Our client, an EEA national, who had been residing in the UK since 2001, was convicted of criminal offences in the UK, and was sentenced to a total of six years in a young offender’s institute. Our Client was deported from the U.K and we acted for him. The Respondent notified the Applicant that she intended to make a deportation order against him on the ground of public policy and in accordance with regulation 19(3)9B) and regulation 21 of the EEA Regulations 2006. A couple of years later the Respondent made a decision to deport the Applicant under regulation 19(3) (b) of the EEA Regulations 2006. The Respondent did not accept that the Applicant had been in the UK for a continuous period of five years (or more).
The Respondent considered the Applicant to have a propensity to re-offend and maintained that he represented a genuine, present and sufficiently serious threat to the public such as to justify his deportation on grounds of public policy. The Respondent further maintained that, even if the Applicant did have permanent residence as a result of five or ten years continuous residence in the UK, the test of serious policy would be have been met.
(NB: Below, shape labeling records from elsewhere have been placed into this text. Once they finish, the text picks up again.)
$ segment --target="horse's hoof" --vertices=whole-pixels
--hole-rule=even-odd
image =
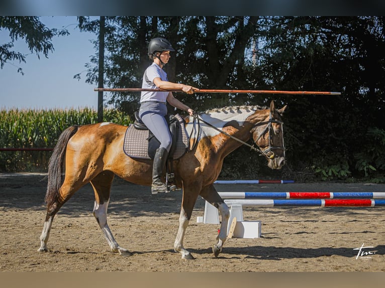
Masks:
[[[182,255],[182,259],[185,259],[186,260],[194,260],[195,257],[189,253],[185,255]]]
[[[37,249],[37,251],[38,252],[48,252],[48,249],[47,249],[47,248],[46,248],[46,247],[42,248],[41,247],[39,249]]]
[[[222,249],[220,249],[218,248],[216,245],[214,245],[213,246],[213,253],[214,254],[214,256],[216,257],[218,256],[218,255],[219,255],[219,253],[222,252]]]
[[[128,250],[119,250],[119,255],[122,257],[128,257],[132,255],[132,253]]]

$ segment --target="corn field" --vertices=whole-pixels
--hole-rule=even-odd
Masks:
[[[82,109],[1,110],[0,148],[53,148],[71,125],[97,122],[98,113]],[[129,116],[105,109],[103,121],[128,125]],[[0,172],[46,172],[51,151],[0,151]]]

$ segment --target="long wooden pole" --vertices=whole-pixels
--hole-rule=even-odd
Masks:
[[[164,91],[182,92],[180,89],[164,90],[161,89],[145,89],[141,88],[95,88],[97,92],[141,92],[141,91]],[[341,95],[340,92],[323,92],[318,91],[280,91],[274,90],[218,90],[200,89],[194,90],[195,93],[249,93],[254,94],[314,94],[314,95]]]

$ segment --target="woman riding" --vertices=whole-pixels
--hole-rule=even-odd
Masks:
[[[187,94],[199,90],[183,84],[169,82],[163,66],[170,59],[170,52],[175,51],[170,42],[162,38],[154,38],[148,45],[148,55],[153,61],[144,72],[142,88],[165,90],[180,89]],[[142,121],[160,142],[154,158],[151,193],[168,192],[166,183],[161,178],[164,173],[166,162],[171,146],[172,139],[165,116],[167,114],[166,101],[171,105],[186,111],[192,115],[194,110],[174,98],[172,93],[154,91],[142,92],[139,115]]]

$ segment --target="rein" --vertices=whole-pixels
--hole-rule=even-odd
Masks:
[[[205,121],[205,120],[204,120],[202,118],[200,117],[199,115],[197,113],[195,113],[192,115],[192,117],[195,119],[196,119],[197,120],[198,124],[198,127],[199,127],[199,129],[200,129],[200,127],[201,127],[201,125],[199,124],[199,121],[202,121],[202,122],[203,122],[205,124],[208,125],[209,126],[210,126],[212,128],[213,128],[214,129],[215,129],[217,131],[222,133],[222,134],[223,134],[224,135],[226,135],[226,136],[227,136],[228,137],[230,137],[232,139],[233,139],[234,140],[235,140],[236,141],[237,141],[239,142],[240,143],[247,146],[250,149],[251,149],[252,150],[254,150],[254,151],[256,151],[257,152],[259,152],[261,156],[264,156],[267,157],[267,154],[268,152],[271,152],[271,153],[272,153],[272,155],[271,156],[270,156],[270,157],[269,157],[269,158],[270,158],[270,159],[272,159],[272,158],[274,158],[274,153],[272,151],[271,151],[271,150],[272,150],[273,149],[282,149],[283,151],[284,151],[284,147],[283,146],[281,147],[276,147],[276,146],[271,146],[271,134],[270,133],[270,130],[272,129],[271,123],[280,123],[280,124],[283,124],[283,122],[281,121],[279,121],[278,120],[275,120],[275,119],[273,119],[272,118],[272,115],[271,115],[271,112],[270,112],[270,116],[269,116],[269,120],[268,121],[264,121],[264,122],[259,122],[259,123],[257,123],[256,124],[254,124],[253,127],[250,130],[250,131],[251,131],[252,130],[253,130],[254,128],[255,128],[258,126],[261,126],[262,125],[265,125],[265,124],[267,125],[267,126],[266,127],[266,129],[265,129],[265,130],[263,131],[263,132],[258,136],[258,138],[255,141],[255,142],[256,142],[266,132],[268,131],[269,132],[269,147],[268,147],[268,148],[267,149],[266,149],[264,151],[262,151],[262,150],[261,150],[260,149],[259,149],[258,148],[254,147],[254,146],[253,145],[253,146],[250,145],[250,144],[249,144],[248,143],[246,143],[244,141],[242,141],[240,139],[239,139],[239,138],[237,138],[236,137],[234,137],[232,135],[230,135],[228,133],[226,133],[224,131],[223,131],[222,130],[221,130],[220,129],[215,127],[214,125],[209,123],[208,122]],[[191,130],[191,133],[192,133],[192,130]],[[196,141],[194,143],[194,145],[192,146],[192,148],[191,148],[191,150],[194,149],[194,148],[196,146],[197,142],[198,142],[198,141]]]

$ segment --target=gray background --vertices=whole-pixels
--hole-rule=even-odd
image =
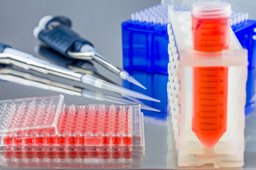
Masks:
[[[239,1],[240,11],[246,9],[251,18],[256,18],[255,1]],[[73,29],[93,42],[98,52],[122,66],[121,23],[130,18],[135,11],[160,3],[160,0],[0,0],[0,42],[21,51],[40,57],[35,52],[38,42],[32,31],[46,15],[65,15],[70,18]],[[120,79],[107,72],[114,81]],[[0,100],[58,94],[58,92],[0,81]],[[65,95],[66,103],[100,103],[97,101]],[[245,168],[256,168],[255,113],[247,117]],[[174,148],[167,141],[172,140],[168,123],[161,119],[145,117],[146,152],[142,168],[176,168]]]

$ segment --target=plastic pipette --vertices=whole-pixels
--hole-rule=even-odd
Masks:
[[[121,94],[159,102],[157,99],[112,84],[92,76],[76,73],[72,70],[56,66],[46,60],[35,57],[31,55],[13,49],[5,44],[0,43],[0,63],[2,64],[14,64],[23,69],[33,69],[44,74],[56,75]]]
[[[22,85],[34,86],[40,89],[52,90],[70,95],[83,96],[97,101],[105,101],[110,103],[119,104],[133,104],[135,103],[129,100],[121,98],[102,93],[92,91],[86,89],[73,86],[62,83],[56,82],[49,79],[46,79],[28,73],[14,69],[11,67],[6,67],[0,64],[0,79],[3,81],[11,81]],[[152,111],[159,111],[159,110],[141,103],[142,109]]]
[[[97,52],[92,44],[71,30],[71,21],[64,16],[46,16],[41,19],[33,30],[35,38],[63,55],[80,60],[92,60],[122,79],[129,81],[144,89],[146,88],[130,76],[124,69]]]

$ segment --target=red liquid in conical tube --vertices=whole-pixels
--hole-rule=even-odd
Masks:
[[[192,16],[194,50],[219,52],[229,47],[229,17]],[[210,57],[209,56],[209,57]],[[228,68],[193,68],[192,130],[206,148],[213,147],[227,130]]]

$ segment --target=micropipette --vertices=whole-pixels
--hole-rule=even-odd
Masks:
[[[0,64],[0,79],[11,81],[22,85],[34,86],[40,89],[52,90],[70,95],[83,96],[97,101],[105,101],[119,104],[134,104],[135,102],[118,97],[92,91],[86,89],[64,84],[31,74],[16,70],[11,67]],[[142,109],[159,112],[160,110],[144,103],[140,103]]]
[[[37,46],[36,52],[43,56],[45,58],[50,60],[57,65],[71,69],[75,72],[93,75],[97,78],[117,85],[117,84],[112,80],[100,74],[90,61],[65,57],[62,54],[43,45]]]
[[[92,76],[86,74],[76,73],[70,69],[53,64],[49,62],[13,49],[10,46],[2,43],[0,43],[0,63],[13,64],[20,68],[32,69],[43,74],[56,75],[121,94],[126,94],[145,100],[159,102],[157,99],[112,84]]]
[[[92,60],[106,69],[144,89],[124,69],[116,67],[97,52],[92,44],[71,30],[71,21],[64,16],[46,16],[33,30],[34,37],[63,55],[79,60]]]

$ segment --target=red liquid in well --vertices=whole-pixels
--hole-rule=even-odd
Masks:
[[[66,108],[61,120],[58,120],[58,135],[55,135],[55,131],[51,129],[26,132],[18,131],[13,136],[6,135],[4,142],[6,145],[12,144],[20,148],[23,148],[23,145],[27,147],[24,154],[22,154],[23,150],[21,149],[13,152],[16,157],[24,155],[38,158],[76,158],[78,156],[87,156],[88,154],[95,157],[104,155],[105,158],[107,158],[111,157],[110,154],[118,157],[120,146],[132,144],[132,116],[128,114],[128,110],[119,108],[115,112],[110,108],[107,111],[102,109],[76,108],[74,112]],[[23,137],[23,134],[26,135],[26,137]],[[106,151],[99,150],[102,145],[107,148]],[[113,145],[117,149],[112,154],[110,148]],[[55,150],[55,147],[68,147],[70,149]],[[87,147],[94,147],[95,150],[88,152]],[[80,149],[81,147],[84,149]],[[6,150],[6,157],[9,154],[9,151]]]
[[[228,18],[192,18],[194,50],[228,49]],[[211,148],[227,130],[228,68],[195,67],[193,77],[192,130],[205,147]]]

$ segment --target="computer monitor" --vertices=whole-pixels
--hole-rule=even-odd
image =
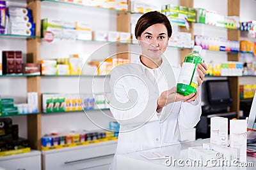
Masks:
[[[250,130],[256,131],[256,93],[252,101],[251,110],[250,111],[248,120],[247,128]]]
[[[227,108],[232,106],[228,80],[208,80],[205,85],[210,107]]]

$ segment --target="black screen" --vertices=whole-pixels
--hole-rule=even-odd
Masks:
[[[209,80],[207,81],[207,90],[210,104],[232,105],[228,80]]]

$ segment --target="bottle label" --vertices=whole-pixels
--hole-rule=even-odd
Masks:
[[[197,81],[197,77],[199,76],[198,73],[197,72],[196,70],[195,71],[194,76],[193,76],[191,84],[190,85],[193,87],[195,87],[195,89],[197,89],[198,83],[198,82]]]
[[[193,76],[193,73],[194,73],[195,66],[195,64],[191,62],[184,62],[182,64],[182,69],[180,71],[180,73],[179,76],[177,83],[190,85],[190,82],[191,82],[191,79]],[[197,71],[195,72],[197,73]],[[194,81],[193,81],[193,82],[191,82],[193,83],[191,84],[193,84],[193,85],[191,85],[191,86],[196,88],[197,87],[196,77],[195,78],[195,80],[196,80],[195,85],[194,85],[195,83],[193,82]]]

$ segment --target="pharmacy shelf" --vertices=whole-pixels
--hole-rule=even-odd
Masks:
[[[71,3],[71,2],[64,2],[64,1],[56,1],[56,0],[41,0],[41,1],[45,2],[45,3],[58,3],[58,4],[64,4],[64,5],[72,5],[72,6],[81,6],[83,8],[91,8],[93,10],[99,9],[99,10],[108,10],[108,11],[116,11],[116,12],[129,13],[129,11],[122,11],[122,10],[116,10],[116,9],[102,8],[102,7],[99,7],[99,6],[92,6],[92,5],[86,5],[86,4]]]
[[[241,77],[256,77],[256,75],[243,75]]]
[[[205,77],[256,77],[256,75],[243,75],[243,76],[209,76],[205,75]]]
[[[144,13],[138,12],[130,11],[132,15],[142,15]],[[169,18],[170,22],[172,25],[175,25],[181,27],[186,27],[185,20],[180,18]]]
[[[116,138],[117,139],[117,138]],[[112,139],[112,140],[110,140],[108,141],[102,141],[102,142],[97,142],[97,143],[95,143],[95,142],[93,142],[93,141],[92,141],[92,143],[88,144],[88,145],[80,145],[80,146],[66,147],[66,148],[62,148],[60,149],[52,149],[52,150],[42,150],[42,153],[43,153],[43,154],[54,153],[59,153],[59,152],[63,152],[63,151],[72,151],[72,150],[74,150],[74,149],[84,149],[84,148],[88,148],[90,147],[99,147],[100,146],[104,146],[104,145],[108,146],[109,145],[117,143],[116,139]]]
[[[110,75],[26,75],[26,74],[4,74],[0,75],[1,77],[34,77],[34,76],[40,76],[40,77],[95,77],[95,78],[104,78],[109,77]]]
[[[0,38],[31,39],[31,38],[39,38],[40,36],[22,36],[17,34],[0,34]]]
[[[3,114],[3,113],[2,113]],[[1,115],[0,116],[0,118],[1,117],[18,117],[18,116],[29,116],[29,115],[37,115],[40,114],[39,113],[23,113],[23,114],[17,114],[17,115]]]
[[[60,111],[60,112],[42,112],[42,113],[44,115],[49,115],[49,114],[61,114],[61,113],[77,113],[77,112],[86,112],[86,111],[101,111],[101,110],[109,110],[109,108],[103,108],[103,109],[92,109],[92,110],[74,110],[74,111]]]
[[[42,38],[42,42],[44,43],[47,43],[45,41],[44,41],[44,38]],[[54,40],[54,42],[52,43],[58,43],[58,42],[61,42],[61,41],[80,41],[80,42],[85,42],[85,43],[109,43],[109,44],[112,44],[112,45],[139,45],[139,44],[138,43],[122,43],[122,42],[120,42],[120,41],[99,41],[99,40],[94,40],[94,39],[92,39],[92,40],[82,40],[82,39],[76,39],[76,40],[66,40],[66,39],[56,39],[56,40]],[[137,41],[137,40],[134,40],[134,41]],[[180,46],[168,46],[168,48],[177,48],[177,49],[193,49],[193,47],[191,48],[186,48],[186,47],[180,47]]]
[[[32,75],[32,74],[4,74],[4,75],[0,75],[0,77],[33,77],[39,76],[40,75]]]
[[[203,49],[203,50],[213,52],[221,52],[221,53],[237,53],[239,52],[226,52],[226,51],[217,51],[217,50],[212,50],[208,49]]]
[[[31,150],[29,152],[23,152],[23,151],[26,151],[26,149],[20,149],[17,150],[16,152],[17,153],[15,153],[15,151],[13,150],[13,154],[10,155],[6,155],[6,156],[3,156],[0,157],[0,162],[1,161],[4,161],[4,160],[9,160],[11,159],[19,159],[19,158],[23,158],[25,157],[31,157],[31,156],[35,156],[41,154],[41,152],[38,150]],[[20,151],[20,152],[19,152]]]
[[[107,76],[110,76],[110,75],[41,75],[41,77],[99,77],[99,78],[104,78]]]
[[[205,77],[239,77],[237,76],[209,76],[209,75],[205,75]]]
[[[205,26],[205,27],[216,27],[218,29],[239,30],[239,29],[222,27],[218,27],[216,25],[209,25],[209,24],[204,24],[204,23],[199,23],[199,22],[195,22],[194,24],[196,24],[196,25],[198,24],[198,25],[200,25],[201,26]]]

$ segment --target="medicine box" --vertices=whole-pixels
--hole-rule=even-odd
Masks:
[[[220,117],[211,118],[211,143],[227,146],[228,118]]]
[[[203,144],[203,148],[222,153],[222,157],[225,160],[236,160],[237,150],[231,147],[207,143]]]

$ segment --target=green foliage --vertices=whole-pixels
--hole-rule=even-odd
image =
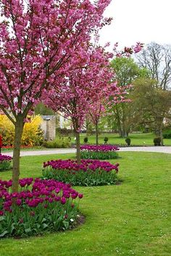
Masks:
[[[43,141],[43,145],[49,149],[71,147],[70,138],[57,138],[54,141]]]
[[[104,160],[118,158],[118,153],[114,151],[92,152],[83,150],[80,152],[80,157],[82,159],[99,159]]]
[[[41,117],[38,115],[30,118],[25,123],[22,136],[22,145],[40,146],[43,143],[43,131],[40,128]],[[4,146],[14,144],[14,125],[6,115],[0,115],[0,134],[2,136]]]
[[[129,137],[127,137],[125,139],[125,142],[127,143],[128,146],[130,145],[130,139]]]
[[[151,133],[133,136],[134,144],[153,142]],[[120,186],[79,188],[84,194],[80,205],[86,215],[83,226],[27,239],[1,239],[0,256],[170,256],[171,154],[120,152],[120,155],[119,178],[124,180]],[[40,177],[42,162],[54,157],[22,157],[21,176]],[[58,157],[72,158],[74,154]],[[11,173],[1,173],[1,178],[10,179]]]
[[[4,237],[27,237],[46,232],[64,231],[75,225],[78,207],[72,207],[72,199],[64,205],[61,202],[49,203],[29,209],[13,207],[12,212],[0,215],[0,239]]]
[[[161,146],[161,138],[154,138],[153,140],[154,146]]]
[[[54,179],[72,186],[102,186],[115,184],[117,181],[115,170],[107,172],[100,168],[92,171],[79,170],[71,172],[70,170],[57,170],[51,167],[43,170],[43,177],[48,179]]]
[[[84,138],[84,142],[85,142],[85,143],[88,143],[88,137],[85,137],[85,138]]]

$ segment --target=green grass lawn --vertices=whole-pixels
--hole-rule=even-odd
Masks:
[[[73,156],[73,154],[72,155]],[[86,223],[72,231],[0,241],[0,256],[169,256],[171,154],[120,152],[121,185],[75,187]],[[39,177],[43,161],[23,157],[21,177]],[[116,162],[116,160],[110,161]],[[11,178],[11,172],[0,173]]]
[[[80,143],[83,142],[86,133],[80,134]],[[126,145],[125,138],[120,138],[117,133],[101,133],[99,135],[99,144],[104,144],[104,138],[108,137],[108,144],[125,144]],[[130,133],[129,137],[131,139],[131,145],[134,146],[154,146],[153,140],[155,135],[153,133]],[[88,144],[96,144],[95,135],[88,136]],[[71,137],[72,142],[74,142],[74,137]],[[165,146],[171,146],[171,139],[164,139]]]

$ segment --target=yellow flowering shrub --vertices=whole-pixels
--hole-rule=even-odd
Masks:
[[[39,115],[32,117],[30,122],[24,125],[22,136],[22,145],[36,146],[43,142],[43,132],[40,129],[42,119]],[[3,144],[13,145],[14,126],[6,115],[0,115],[0,134],[2,136]]]
[[[12,146],[14,143],[14,126],[4,115],[0,115],[0,134],[4,146]]]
We challenged the decision to deport our Client before the First-Tier Tribunal and successfully represented our Client. However, the Home Office applied to the First-Tier Tribunal for permission to appeal the First-Tier Tribunal’s determination, which was granted by the Frist-Tier Tribunal on various grounds. The matter was heard before the Upper Tribunal and we again successfully represented our Client in this hearing.
Consequently, the Upper Tribunal didn’t find any error of law and upheld the findings of the First-Tier Tribunal. Therefore, the deportation order was set aside, and our Client remained in the UK.